LutzL's answer is a really good one: Calculate your power as (x^1.52232)^(1/8), computing the inner power by spline interpolation or another method. The eighth root deals with the pathological non-differentiable behavior near zero. I took the liberty of mocking up an implementation this way. The below, however, only does a linear interpolation to do x^1.52232, and you'd need to get the full coefficients using your favorite numerical mathematics tools. You'll adding scarcely 40 lines of code to get your needed power, plus however many knots you choose to use for your spline, as dicated by your required accuracy.
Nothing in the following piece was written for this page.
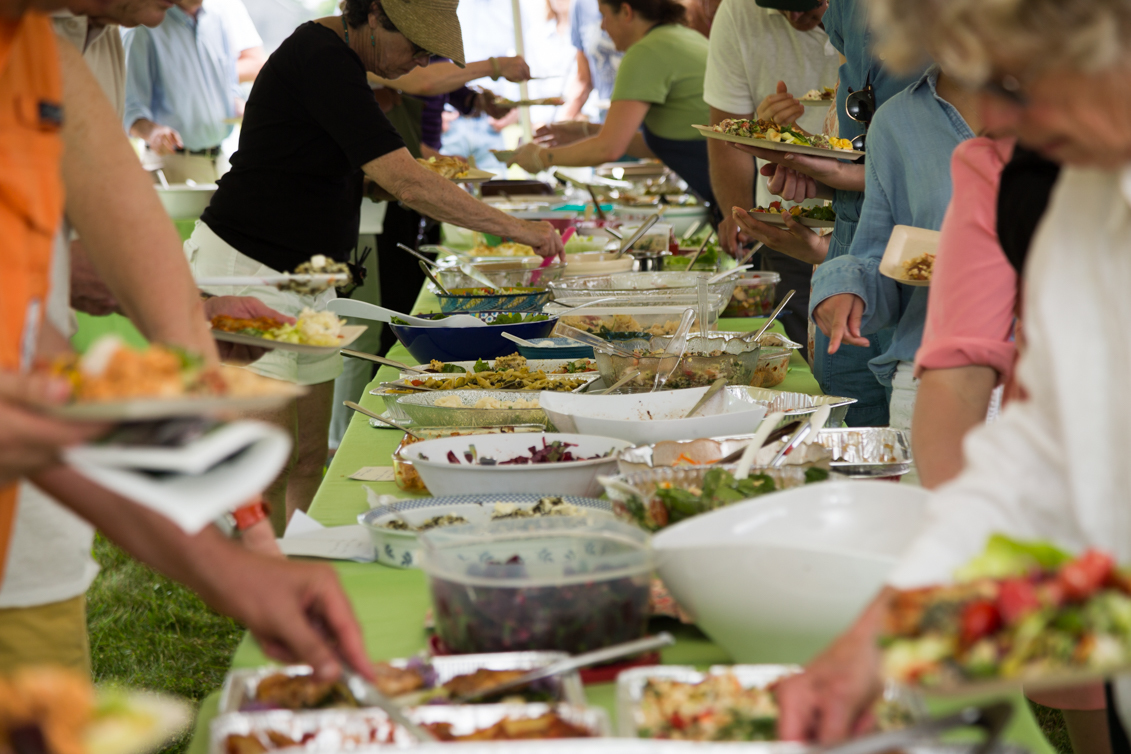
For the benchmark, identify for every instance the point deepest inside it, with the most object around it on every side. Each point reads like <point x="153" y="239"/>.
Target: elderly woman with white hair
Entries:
<point x="1058" y="75"/>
Don't be scared by the #include <math.h>; it's just for benchmarking the code.
#include <stdio.h>
#include <math.h>
double my_sqrt(double x) {
/* Newton's method for a square root. */
int i = 0;
double res = 1.0;
if (x > 0) {
for (i = 0; i < 10; i++) {
res = 0.5 * (res + x / res);
}
} else {
res = 0.0;
}
return res;
}
double my_152232(double x) {
/* Cubic spline interpolation for x ** 1.52232. */
int i = 0;
double res = 0.0;
/* coefs[i] will give the cubic polynomial coefficients between x =
i and x = i+1. Out of laziness, the below numbers give only a
linear interpolation. You'll need to do some work and research
to get the spline coefficients. */
double coefs[3][4] = {{0.0, 1.0, 0.0, 0.0},
{-0.872526, 1.872526, 0.0, 0.0},
{-2.032706, 2.452616, 0.0, 0.0}};
if ((x >= 0) && (x < 3.0)) {
i = (int) x;
/* Horner's method cubic. */
res = (((coefs[i][3] * x + coefs[i][2]) * x) + coefs[i][1] * x)
+ coefs[i][0];
} else if (x >= 3.0) {
/* Scaled x ** 1.5 once you go off the spline. */
res = 1.024824 * my_sqrt(x * x * x);
}
return res;
}
double my_019029(double x) {
return my_sqrt(my_sqrt(my_sqrt(my_152232(x))));
}
int main() {
int i;
double x = 0.0;
for (i = 0; i < 1000; i++) {
x = 1e-2 * i;
printf("%f %f %f \n", x, my_019029(x), pow(x, 0.19029));
}
return 0;
}
EDIT: If you're just interested in a small region like [0,1], even simpler is to peel off one sqrt(x) and compute x^1.02232, which is quite well behaved, using a Taylor series:
double my_152232(double x) {
double part_050000 = my_sqrt(x);
double part_102232 = 1.02232 * x + 0.0114091 * x * x - 3.718147e-3 * x * x * x;
return part_102232 * part_050000;
}
This gets you within 1% of the exact power for approximately [0.1,6], though getting the singularity exactly right is always a challenge. Even so, this three-term Taylor series gets you within 2.3% for x = 0.001.